- Directed by: Phil Tucker
- Written by: Trustin Howard (as "Slick Slavin")
- Produced by: Phil Tucker
- Starring: Slick Slavin
- Cinematography: Jack Greenhalgh
- Music by: Slick Slavin (song, "My Heart Is Owned and Operated by You")
- Production companies: Third Dimensional Pictures, Inc.
- Distributed by: Astor Pictures
- Release date: June 24, 1953;
- Running time: 8 minutes
- Country: United States
- Language: English

= Stardust in Your Eyes =

1953 film by Phil Tucker

Stardust in Your Eyes is a 1953 short subject filmed in 3-D, starring night-club comic Trustin Howard (as "Slick Slavin") and was originally shot to accompany the 3-D feature Robot Monster.

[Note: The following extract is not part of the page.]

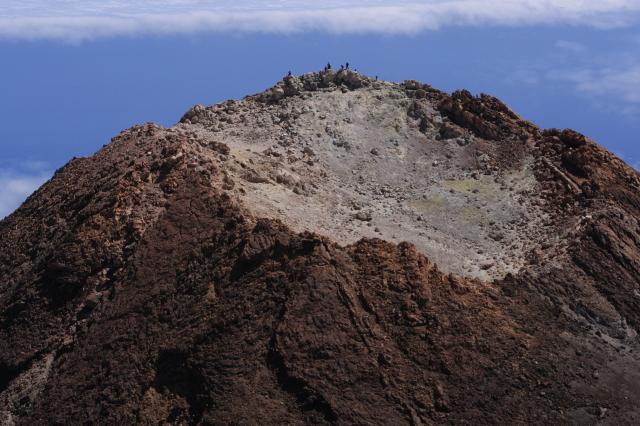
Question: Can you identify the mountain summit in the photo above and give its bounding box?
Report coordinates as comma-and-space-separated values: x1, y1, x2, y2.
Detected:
0, 69, 640, 426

In the short, Slick tells the audience how their favorite stars will look and sound in 3-D, as done in impressions to his own tune, "My Heart Is Owned and Operated by You." Slavin does impressions of James Cagney, Ronald Colman, Charles Laughton, James Stewart, Sydney Greenstreet, Peter Lorre, and Humphrey Bogart.

The short was released on home video in 2023 by 3-D Film Archive, in 3D, on the 3D blu-ray of Robot Monster.